Disclaimer: The findings of the following analysis are the sole opinions of the writer and should not be taken as investment advice
Litecoin’s price has seen a bit of volatility over the past two months. However, its price has been fairly rangebound too, with the altcoin failing on multiple occasions to go past the $240-price range. This was the case over the past week as well, with the cryptocurrency relying on its immediate level of support to stabilize its price.
At the time of writing, LTC was trading at $203.5 with a market capitalization of $13.6 billion. While the coin registered a marginal 3 percent gain over the last 7 days, its 24-hour price action seemed to suggest that a trend reversal may be soon incoming.
Litecoin 1-day chart
Over the course of the past two months, LTC has traded between its resistance at $243 and its second level of support at $153. The coin failed to breach this resistance earlier in the week and has seen history repeat itself, relegating LTC’s price to the $200-range.
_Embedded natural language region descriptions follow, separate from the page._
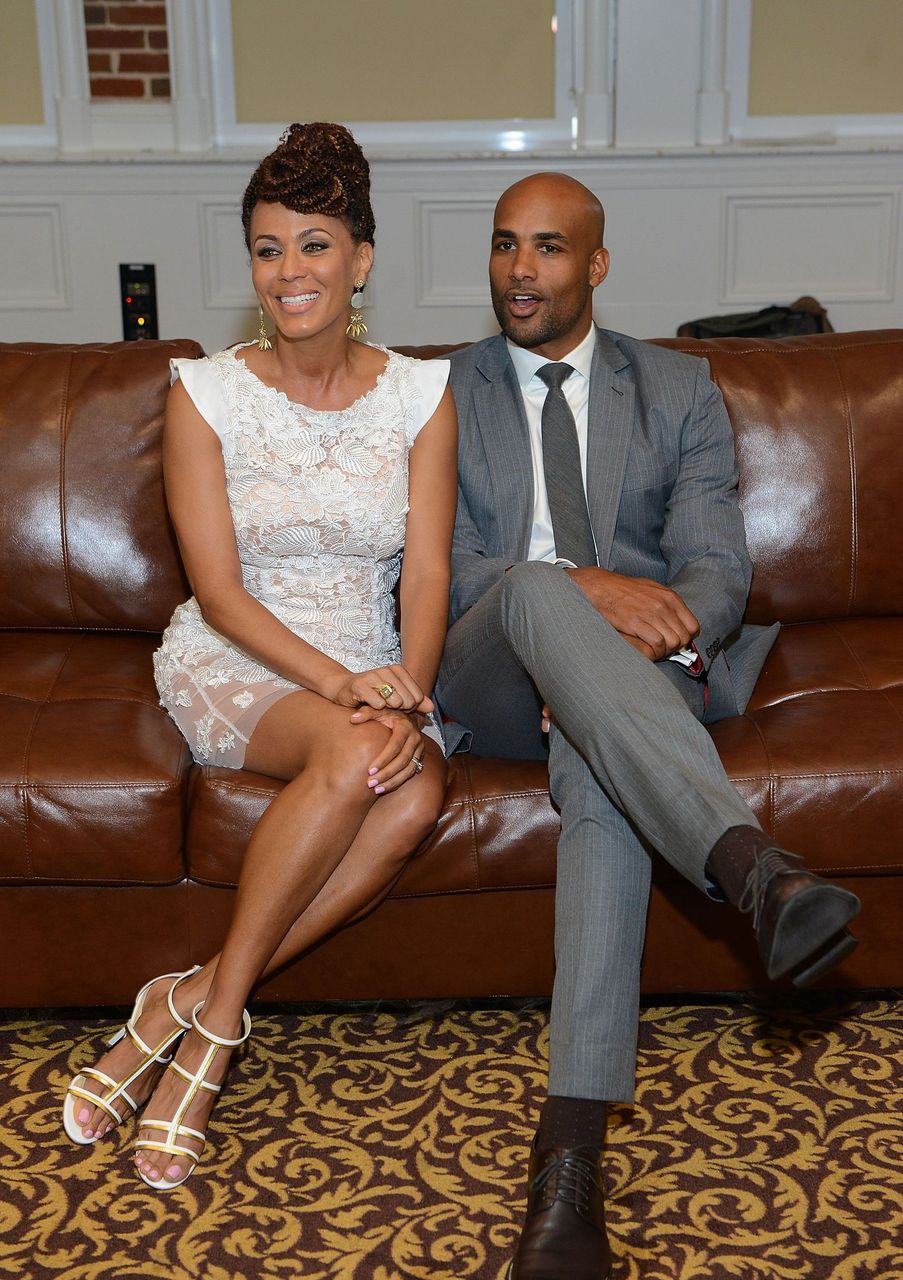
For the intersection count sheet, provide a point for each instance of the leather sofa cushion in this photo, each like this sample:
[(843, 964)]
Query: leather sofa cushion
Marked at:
[(82, 487), (819, 755), (92, 772)]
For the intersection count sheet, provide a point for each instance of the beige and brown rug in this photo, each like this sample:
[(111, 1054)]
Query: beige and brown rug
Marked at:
[(391, 1144)]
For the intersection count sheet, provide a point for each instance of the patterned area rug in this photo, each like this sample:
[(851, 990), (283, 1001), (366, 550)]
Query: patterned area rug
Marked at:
[(391, 1144)]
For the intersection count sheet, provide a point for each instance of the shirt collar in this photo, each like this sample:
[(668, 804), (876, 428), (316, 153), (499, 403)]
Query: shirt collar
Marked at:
[(527, 362)]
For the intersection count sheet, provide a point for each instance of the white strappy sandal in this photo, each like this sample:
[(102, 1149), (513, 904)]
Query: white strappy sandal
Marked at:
[(118, 1098), (174, 1129)]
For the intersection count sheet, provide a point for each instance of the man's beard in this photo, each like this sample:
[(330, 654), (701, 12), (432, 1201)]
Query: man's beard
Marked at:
[(537, 330)]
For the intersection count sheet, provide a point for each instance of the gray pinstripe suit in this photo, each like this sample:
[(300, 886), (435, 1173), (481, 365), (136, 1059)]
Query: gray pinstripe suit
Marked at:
[(630, 766)]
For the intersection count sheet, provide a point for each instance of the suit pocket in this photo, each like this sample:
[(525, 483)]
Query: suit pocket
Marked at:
[(642, 475)]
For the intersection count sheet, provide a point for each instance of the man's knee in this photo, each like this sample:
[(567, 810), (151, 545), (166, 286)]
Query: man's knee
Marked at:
[(530, 592)]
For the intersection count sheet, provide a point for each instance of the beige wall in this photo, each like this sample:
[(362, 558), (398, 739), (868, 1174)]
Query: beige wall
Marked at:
[(826, 58), (392, 59), (19, 67)]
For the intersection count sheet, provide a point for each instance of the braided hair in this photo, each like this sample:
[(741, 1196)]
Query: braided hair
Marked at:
[(317, 169)]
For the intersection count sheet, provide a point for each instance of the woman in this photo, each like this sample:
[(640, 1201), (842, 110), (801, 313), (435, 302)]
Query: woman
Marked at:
[(296, 469)]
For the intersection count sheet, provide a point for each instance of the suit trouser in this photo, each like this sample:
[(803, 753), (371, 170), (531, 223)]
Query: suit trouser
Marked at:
[(632, 769)]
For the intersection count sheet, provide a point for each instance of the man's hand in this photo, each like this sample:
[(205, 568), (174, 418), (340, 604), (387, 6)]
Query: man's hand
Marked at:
[(639, 608)]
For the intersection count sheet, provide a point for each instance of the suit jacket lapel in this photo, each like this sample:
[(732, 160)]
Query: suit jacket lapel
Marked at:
[(506, 442), (610, 426)]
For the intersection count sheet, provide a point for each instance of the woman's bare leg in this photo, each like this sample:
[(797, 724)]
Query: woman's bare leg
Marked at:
[(313, 863)]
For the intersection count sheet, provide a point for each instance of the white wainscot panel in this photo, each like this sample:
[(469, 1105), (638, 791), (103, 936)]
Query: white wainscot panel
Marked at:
[(838, 247), (227, 274), (32, 263), (452, 252)]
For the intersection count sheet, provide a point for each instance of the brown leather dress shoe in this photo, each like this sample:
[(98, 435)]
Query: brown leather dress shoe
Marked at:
[(564, 1235), (799, 919)]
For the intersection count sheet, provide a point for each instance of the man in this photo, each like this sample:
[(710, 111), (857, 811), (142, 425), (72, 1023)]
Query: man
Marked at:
[(598, 583)]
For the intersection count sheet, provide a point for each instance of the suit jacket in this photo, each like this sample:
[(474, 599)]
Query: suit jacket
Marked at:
[(661, 490)]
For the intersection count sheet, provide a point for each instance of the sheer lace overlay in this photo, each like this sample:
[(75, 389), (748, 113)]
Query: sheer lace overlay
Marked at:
[(319, 501)]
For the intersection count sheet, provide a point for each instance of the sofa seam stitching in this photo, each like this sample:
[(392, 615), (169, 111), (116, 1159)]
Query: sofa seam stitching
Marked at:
[(64, 540)]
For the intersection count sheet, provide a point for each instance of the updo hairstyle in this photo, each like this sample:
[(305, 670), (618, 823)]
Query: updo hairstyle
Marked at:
[(317, 169)]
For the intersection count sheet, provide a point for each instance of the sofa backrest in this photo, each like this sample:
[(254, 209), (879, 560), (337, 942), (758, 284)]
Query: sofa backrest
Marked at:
[(86, 542), (819, 428), (85, 538)]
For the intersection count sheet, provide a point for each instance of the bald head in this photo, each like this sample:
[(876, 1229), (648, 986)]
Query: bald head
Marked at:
[(546, 260), (550, 188)]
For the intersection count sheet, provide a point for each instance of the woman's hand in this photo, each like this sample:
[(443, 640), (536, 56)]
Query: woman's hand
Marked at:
[(382, 688), (396, 762)]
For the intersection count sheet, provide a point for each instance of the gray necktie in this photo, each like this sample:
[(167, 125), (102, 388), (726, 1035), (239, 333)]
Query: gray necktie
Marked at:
[(564, 479)]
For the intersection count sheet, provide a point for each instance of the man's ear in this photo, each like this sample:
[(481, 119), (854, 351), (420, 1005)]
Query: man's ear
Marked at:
[(598, 266)]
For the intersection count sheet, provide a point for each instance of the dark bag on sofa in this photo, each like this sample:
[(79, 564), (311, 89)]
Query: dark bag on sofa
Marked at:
[(802, 316)]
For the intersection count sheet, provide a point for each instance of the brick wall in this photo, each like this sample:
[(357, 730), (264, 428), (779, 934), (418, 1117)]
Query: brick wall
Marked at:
[(128, 49)]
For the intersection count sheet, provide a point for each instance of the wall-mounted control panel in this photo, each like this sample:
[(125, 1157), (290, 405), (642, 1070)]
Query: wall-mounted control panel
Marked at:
[(137, 292)]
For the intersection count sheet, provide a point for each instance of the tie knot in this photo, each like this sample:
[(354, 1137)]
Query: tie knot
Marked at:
[(555, 374)]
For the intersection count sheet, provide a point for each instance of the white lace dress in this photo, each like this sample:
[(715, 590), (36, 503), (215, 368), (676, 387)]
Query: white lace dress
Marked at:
[(319, 501)]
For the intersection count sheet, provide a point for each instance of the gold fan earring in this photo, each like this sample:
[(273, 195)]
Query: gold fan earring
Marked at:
[(263, 337), (356, 327)]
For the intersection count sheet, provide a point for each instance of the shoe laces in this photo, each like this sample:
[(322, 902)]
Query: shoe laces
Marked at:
[(766, 868), (570, 1178)]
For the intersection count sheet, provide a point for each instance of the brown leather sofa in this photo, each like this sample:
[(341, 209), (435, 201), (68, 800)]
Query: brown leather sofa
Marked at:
[(118, 856)]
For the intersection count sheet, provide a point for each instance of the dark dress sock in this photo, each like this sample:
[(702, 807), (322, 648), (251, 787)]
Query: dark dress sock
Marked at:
[(568, 1123), (733, 858)]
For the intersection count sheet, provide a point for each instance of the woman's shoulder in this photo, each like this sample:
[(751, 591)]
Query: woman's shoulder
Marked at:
[(423, 383)]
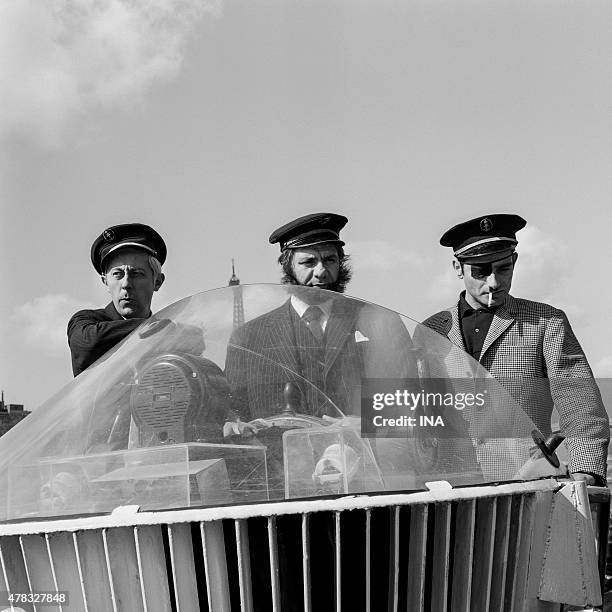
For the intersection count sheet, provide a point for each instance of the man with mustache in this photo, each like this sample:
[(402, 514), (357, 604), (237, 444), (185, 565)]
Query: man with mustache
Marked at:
[(529, 347), (322, 344), (129, 260)]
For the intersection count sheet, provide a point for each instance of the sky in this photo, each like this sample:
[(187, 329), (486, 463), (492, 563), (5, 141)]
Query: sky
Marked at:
[(218, 121)]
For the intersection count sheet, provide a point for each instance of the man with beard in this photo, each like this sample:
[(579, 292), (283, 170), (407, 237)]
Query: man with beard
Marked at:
[(322, 344)]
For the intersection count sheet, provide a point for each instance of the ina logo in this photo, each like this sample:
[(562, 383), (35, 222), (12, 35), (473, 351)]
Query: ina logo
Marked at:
[(486, 225)]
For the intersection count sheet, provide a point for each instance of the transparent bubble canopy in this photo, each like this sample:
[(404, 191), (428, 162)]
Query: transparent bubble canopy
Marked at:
[(254, 393)]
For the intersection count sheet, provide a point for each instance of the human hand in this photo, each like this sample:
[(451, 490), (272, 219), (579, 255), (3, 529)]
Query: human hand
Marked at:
[(589, 479), (240, 428)]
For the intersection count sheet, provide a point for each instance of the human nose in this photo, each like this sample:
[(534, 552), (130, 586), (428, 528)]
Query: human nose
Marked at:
[(493, 282), (320, 270), (126, 281)]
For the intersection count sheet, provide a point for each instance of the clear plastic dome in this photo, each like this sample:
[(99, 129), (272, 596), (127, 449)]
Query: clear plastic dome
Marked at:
[(199, 408)]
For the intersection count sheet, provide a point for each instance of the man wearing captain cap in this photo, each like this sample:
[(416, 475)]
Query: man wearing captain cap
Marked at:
[(128, 259), (322, 339), (529, 347)]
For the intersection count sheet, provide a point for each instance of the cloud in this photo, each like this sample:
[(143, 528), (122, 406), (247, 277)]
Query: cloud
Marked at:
[(41, 323), (381, 255), (542, 265), (60, 60)]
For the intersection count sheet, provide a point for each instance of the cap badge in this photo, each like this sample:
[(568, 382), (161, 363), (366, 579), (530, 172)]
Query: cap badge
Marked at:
[(486, 225)]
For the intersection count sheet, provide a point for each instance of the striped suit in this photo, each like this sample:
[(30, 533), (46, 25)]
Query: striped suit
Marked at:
[(277, 347), (532, 351)]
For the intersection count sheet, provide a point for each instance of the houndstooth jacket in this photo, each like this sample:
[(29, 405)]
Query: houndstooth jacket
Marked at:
[(532, 351)]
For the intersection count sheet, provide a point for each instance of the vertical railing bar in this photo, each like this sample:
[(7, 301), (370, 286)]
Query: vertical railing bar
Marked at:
[(244, 564), (206, 568), (274, 582), (338, 561), (368, 559), (216, 575), (306, 563), (80, 568), (395, 558), (4, 573), (140, 569), (52, 564), (108, 569), (501, 560), (27, 569)]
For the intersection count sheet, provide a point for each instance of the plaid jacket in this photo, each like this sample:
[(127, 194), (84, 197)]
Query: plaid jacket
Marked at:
[(532, 351)]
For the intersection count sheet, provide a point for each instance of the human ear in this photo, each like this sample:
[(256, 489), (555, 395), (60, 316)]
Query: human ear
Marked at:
[(458, 269), (159, 281)]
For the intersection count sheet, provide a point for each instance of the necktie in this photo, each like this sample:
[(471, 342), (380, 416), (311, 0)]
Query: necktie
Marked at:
[(312, 316)]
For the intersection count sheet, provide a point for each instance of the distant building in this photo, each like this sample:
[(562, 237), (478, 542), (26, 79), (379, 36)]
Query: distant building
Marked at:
[(10, 414), (234, 282)]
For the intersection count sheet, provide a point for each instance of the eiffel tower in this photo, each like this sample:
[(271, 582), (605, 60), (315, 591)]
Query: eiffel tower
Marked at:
[(234, 282)]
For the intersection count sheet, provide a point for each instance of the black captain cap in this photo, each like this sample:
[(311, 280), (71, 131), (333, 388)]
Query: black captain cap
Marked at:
[(309, 230), (128, 235), (484, 239)]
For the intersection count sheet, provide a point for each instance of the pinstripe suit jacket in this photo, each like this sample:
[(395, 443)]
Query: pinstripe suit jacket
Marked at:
[(532, 351), (277, 347)]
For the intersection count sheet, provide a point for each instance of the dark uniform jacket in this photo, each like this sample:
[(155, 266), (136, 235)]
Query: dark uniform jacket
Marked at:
[(91, 333), (532, 351)]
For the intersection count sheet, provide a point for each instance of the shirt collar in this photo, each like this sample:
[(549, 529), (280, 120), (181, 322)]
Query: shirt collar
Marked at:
[(300, 307), (465, 309)]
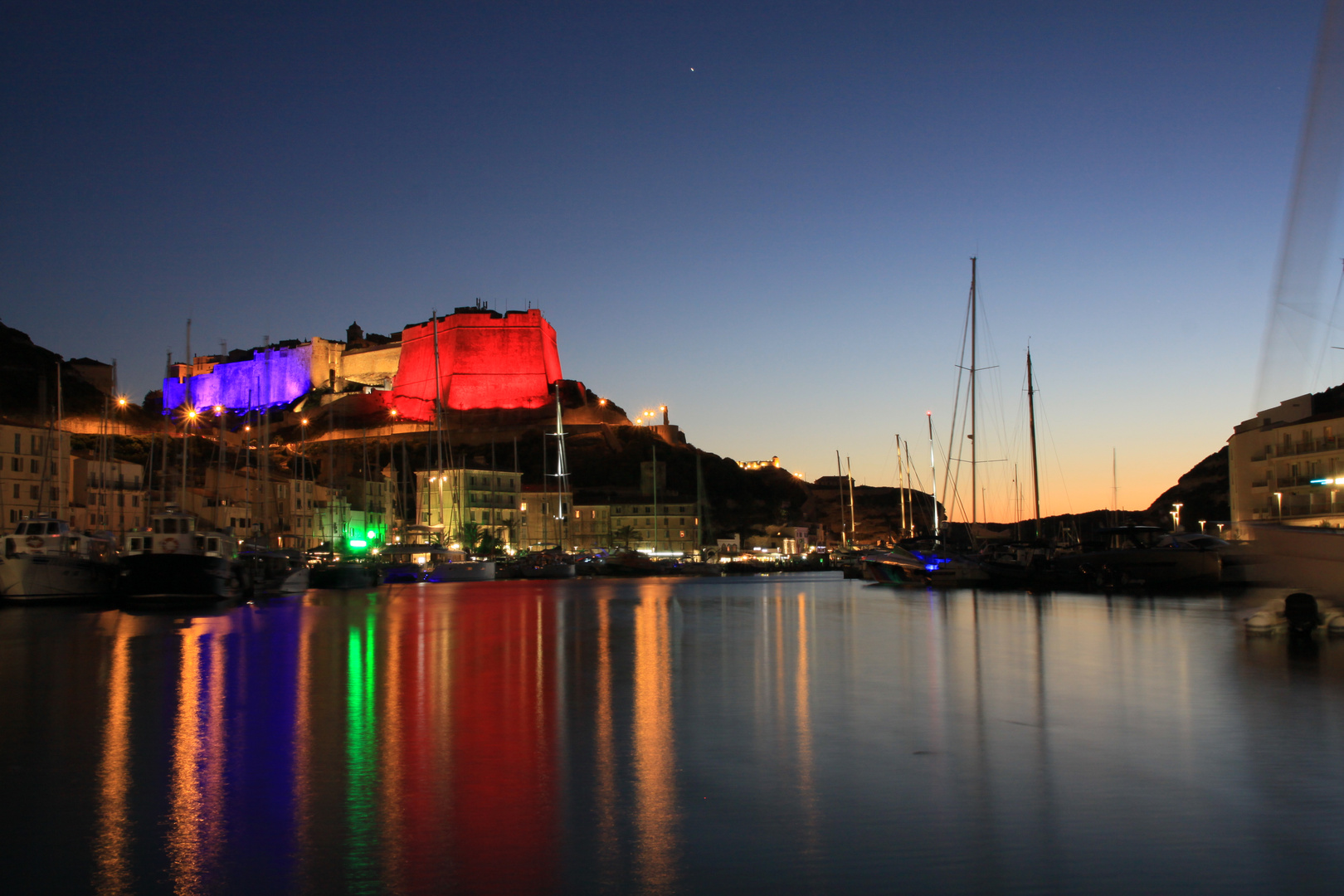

The coin, at press time, was being held by the support at $193, and given the build-up of bearish momentum, it may even head towards the second support at $159.
This would give traders with short positions a good opportunity to take advantage of.
Litecoin’s technical indicators painted a bearish picture for the coming week. The RSI indicator was in the neutral zone, despite it dipping slightly towards the oversold zone.
The MACD indicator was also on the verge of a bearish crossover and if the Signal line goes well past the MACD line, then traders can expect a further dip in LTC’s price.
Important levels to watch out for
Support: $193, $157
Take Profit: $161
Stop Loss: $240
LTC may be on the verge of a trend reversal, with LTC likely to see a dip to the $157-range if the $193-support level fails. This would be true primarily because of the strong support range LTC has built up around its second support in the past, a level that can help stabilize LTC’s price if the bears take over the market.